[Corpora-List] text message corpus - clarification

Christopherson, Laura llchrist at email.unc.edu
Mon Apr 11 20:41:36 CEST 2011

Hi All,

I am responding to the requests for clarification about my earlier request for an English-only text messaging corpus. Thanks so much for reading and responding. I definitely need to be more specific!

A couple of points were raised about the notions of "text messages" and "personal." I will try to clarify these points.

When I used the term "text messages," I meant it in a specific way (not a general usage of "things/documents/files in text"). Specifically, I meant SMS (short messaging service) as Benjamin indicated - messages created on cellphones via a service provider's (like AT&T) service for this sort of communication.

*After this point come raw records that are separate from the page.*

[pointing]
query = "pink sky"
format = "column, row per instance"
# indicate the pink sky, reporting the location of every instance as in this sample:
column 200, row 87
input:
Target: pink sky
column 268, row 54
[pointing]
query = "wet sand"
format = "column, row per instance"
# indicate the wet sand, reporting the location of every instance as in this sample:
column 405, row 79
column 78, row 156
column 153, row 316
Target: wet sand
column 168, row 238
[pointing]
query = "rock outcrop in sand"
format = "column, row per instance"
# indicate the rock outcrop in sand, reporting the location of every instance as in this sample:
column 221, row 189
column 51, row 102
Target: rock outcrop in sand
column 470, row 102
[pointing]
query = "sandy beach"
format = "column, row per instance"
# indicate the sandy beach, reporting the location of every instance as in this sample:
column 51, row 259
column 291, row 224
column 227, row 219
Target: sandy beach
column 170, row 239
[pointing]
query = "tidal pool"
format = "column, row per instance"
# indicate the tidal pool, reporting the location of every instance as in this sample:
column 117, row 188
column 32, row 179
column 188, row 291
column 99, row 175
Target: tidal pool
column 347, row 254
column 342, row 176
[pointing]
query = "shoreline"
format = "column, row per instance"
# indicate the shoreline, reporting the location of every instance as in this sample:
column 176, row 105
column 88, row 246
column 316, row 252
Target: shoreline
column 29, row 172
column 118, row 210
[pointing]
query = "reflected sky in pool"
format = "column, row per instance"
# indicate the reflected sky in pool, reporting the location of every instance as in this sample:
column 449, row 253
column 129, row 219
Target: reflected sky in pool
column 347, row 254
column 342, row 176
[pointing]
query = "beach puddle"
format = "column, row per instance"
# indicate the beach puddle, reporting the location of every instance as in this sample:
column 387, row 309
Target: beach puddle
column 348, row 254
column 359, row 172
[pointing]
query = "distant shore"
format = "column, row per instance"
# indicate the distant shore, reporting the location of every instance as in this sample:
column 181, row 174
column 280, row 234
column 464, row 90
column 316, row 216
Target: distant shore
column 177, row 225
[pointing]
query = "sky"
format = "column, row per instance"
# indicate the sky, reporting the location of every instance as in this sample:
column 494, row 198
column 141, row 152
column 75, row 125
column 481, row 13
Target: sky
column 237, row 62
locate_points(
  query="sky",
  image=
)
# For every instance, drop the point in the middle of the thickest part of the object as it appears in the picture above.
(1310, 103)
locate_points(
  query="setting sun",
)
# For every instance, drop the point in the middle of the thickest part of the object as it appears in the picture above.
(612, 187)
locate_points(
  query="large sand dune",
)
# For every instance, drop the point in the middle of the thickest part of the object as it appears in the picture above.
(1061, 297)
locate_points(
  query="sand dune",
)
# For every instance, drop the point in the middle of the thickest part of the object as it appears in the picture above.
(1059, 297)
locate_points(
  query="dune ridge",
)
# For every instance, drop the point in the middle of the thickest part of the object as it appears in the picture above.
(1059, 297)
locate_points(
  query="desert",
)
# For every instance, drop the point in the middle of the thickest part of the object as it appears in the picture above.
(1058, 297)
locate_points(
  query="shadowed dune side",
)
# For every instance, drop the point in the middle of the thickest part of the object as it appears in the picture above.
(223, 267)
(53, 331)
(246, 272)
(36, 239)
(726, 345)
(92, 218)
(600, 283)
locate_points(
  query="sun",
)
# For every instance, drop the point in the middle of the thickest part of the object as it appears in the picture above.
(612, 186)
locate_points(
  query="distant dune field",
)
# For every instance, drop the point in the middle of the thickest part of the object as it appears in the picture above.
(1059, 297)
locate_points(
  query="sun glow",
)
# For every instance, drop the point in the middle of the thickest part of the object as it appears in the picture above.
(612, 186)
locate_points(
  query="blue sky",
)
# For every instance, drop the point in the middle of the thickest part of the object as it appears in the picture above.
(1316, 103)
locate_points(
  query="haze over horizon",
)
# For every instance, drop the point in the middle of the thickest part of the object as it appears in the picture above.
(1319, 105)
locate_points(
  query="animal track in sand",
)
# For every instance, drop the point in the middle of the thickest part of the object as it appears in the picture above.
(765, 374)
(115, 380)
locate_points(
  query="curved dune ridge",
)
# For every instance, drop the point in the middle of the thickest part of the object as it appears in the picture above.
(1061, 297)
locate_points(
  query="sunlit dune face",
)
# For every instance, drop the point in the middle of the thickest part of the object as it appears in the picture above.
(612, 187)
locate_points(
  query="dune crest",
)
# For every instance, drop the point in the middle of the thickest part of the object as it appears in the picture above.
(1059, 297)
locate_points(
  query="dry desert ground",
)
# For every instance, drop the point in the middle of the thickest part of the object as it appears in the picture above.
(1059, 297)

Regarding the "personal" idea, absolutely yes - ultimately each message is personal to someone. I'm more interested in text messages that are not a collection of messages which are personal **to the collector** - i.e. not the collector's own messages to/from his family/friends or messages that are created by only the collector's family/friends. For instance, Caroline Tagg has an awesome corpus of SMS messages; but with the exception of a small subset of that corpus, all messages are from people she knows personally (family/friends). On an opposite tack, there is the NUS SMS corpus that was recommended by John. As I understand this, the situation under which this corpus was created was one where students (not necessarily personal friends/family of the collector) submitted messages to the collector. So I consider this "non-personal." (Does this make sense?)

While the NUS SMS corpus satisfies the "non-personal" requirement, it doesn't satisfy the English-only requirement. I had originally intended to use this but when I got into it, I realized I could not because there is so much code-switching, even within a single message. I don't speak any of the languages in Singapore and would be at a loss to make solid distinctions between Netspeak (see David Crystal: Language and the Internet) terms in English, Netspeak terms in some other language, or non-Netspeak terms in a non-English language. Sigh - because it too is a wonderful corpus.

Susan's corpus and Trevor's suggestion of wikileaks may be right on target for me if what I've hopefully clarified gels with your (Susan and Trevor's) understanding of these text messages.

I really appreciate your help with this!